The field hockey ball doesn’t roll far from the family tree on the Island.
Deb Whitten of Victoria and Milena Gaiga of Port Alberni played together for the UVic Vikes and for Canada in the Olympics. Now their daughters — Maddie Hunter and Julia Berk, respectively — are on the Canada Under-18 team for its four-game Test series against the United States U-18 team running Wednesday to Saturday at The Proving Grounds in Conshohocken, Pennsylvania.
Throw in graduating UVic Vikes star and four-time U Sports champion Anna Mollenhauer, who is on the Canadian senior national team heading to the 2022 World Cup in the Netherlands and 2022 Birmingham Commonwealth Games this summer. She is the daughter of two-time 1984 Los Angeles and 1988 Seoul Olympian Nancy Mollenhauer of Victoria. Nature and nurture have collided in a big way on the Island field-hockey pitch.

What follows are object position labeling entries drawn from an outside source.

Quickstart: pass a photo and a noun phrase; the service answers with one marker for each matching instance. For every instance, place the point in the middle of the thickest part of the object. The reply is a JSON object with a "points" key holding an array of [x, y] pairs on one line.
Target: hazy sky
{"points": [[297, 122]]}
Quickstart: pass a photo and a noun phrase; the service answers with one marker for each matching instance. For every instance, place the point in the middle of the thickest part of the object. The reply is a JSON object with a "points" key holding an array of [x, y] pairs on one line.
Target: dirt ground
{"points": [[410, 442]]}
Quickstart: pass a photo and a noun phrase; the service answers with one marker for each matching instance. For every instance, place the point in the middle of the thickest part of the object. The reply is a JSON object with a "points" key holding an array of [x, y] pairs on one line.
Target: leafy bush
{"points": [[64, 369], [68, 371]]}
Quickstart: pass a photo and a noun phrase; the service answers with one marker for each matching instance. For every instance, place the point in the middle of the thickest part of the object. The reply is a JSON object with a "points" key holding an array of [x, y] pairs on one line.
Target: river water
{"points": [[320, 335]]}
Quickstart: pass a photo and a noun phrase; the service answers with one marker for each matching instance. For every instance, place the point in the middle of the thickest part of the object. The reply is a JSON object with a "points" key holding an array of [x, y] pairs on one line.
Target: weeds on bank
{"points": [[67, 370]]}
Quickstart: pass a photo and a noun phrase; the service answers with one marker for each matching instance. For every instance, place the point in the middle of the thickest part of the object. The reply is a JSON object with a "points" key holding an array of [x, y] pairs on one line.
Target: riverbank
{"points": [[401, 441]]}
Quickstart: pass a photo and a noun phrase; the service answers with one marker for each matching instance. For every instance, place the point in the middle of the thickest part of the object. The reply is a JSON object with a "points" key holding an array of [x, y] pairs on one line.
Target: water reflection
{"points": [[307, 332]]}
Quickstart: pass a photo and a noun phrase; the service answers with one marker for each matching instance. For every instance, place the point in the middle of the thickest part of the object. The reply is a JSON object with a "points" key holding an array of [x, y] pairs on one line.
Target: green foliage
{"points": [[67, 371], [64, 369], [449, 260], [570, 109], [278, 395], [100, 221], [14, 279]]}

“My mom taught me the love of the game, and to work hard at it,” said Maddie Hunter.
“I grew up with that.”
Mom Deb Whitten was an outstanding goaltender for UVic and then for Canada at the 1992 Barcelona Olympics and in winning silver and bronze medals in the 1991 and 1995 Pan Am Games. But even that wasn’t enough to convince her daughter to put on the goalie pads.
“I stayed away from goaltending — I only like shooting on them,” quipped Hunter, a striker.
Berk and Hunter are among the six Island players on the Canada U-18 team in Pennsylvania. The others are Julia Boraston, Shyana Ringma, Maeve Connorton and Anais Chace.
Hunter, Berk and Chace were on the Oak Bay team that won the B.C. high school Triple-A championship last fall to give the school its first provincial championship in the sport since 1993.
“We had such a good high school team and it was exciting to win the provincials, and now to join two of my Oak Bay school teammates on the national U-18 team, and five of my club teammates,” said Hunter.
Boraston and Ringma play for Mount Douglas Secondary and Connorton for Lambrick Park Secondary. All six Island players are out of the Lynx 1 team in the Vancouver Island Ladies Field Hockey Association and four have already played for the parent Island Wildcats senior team.
“I want to play at the highest level possible, my dream and my goal is to one day make the senior national team,” said Hunter.
Genes and history are certainly on her side.
“It’s cool to be on the national U-18 team and to play with athletes from across Canada,” added Hunter.
Hunter is in Grade 11 and said she will eventually choose between UVic and the NCAA when the time comes for her varsity career.
UVic Vikes assistant coach Krista Thompson, meanwhile, is among the Canada U-18 team staff in Pennsylvania.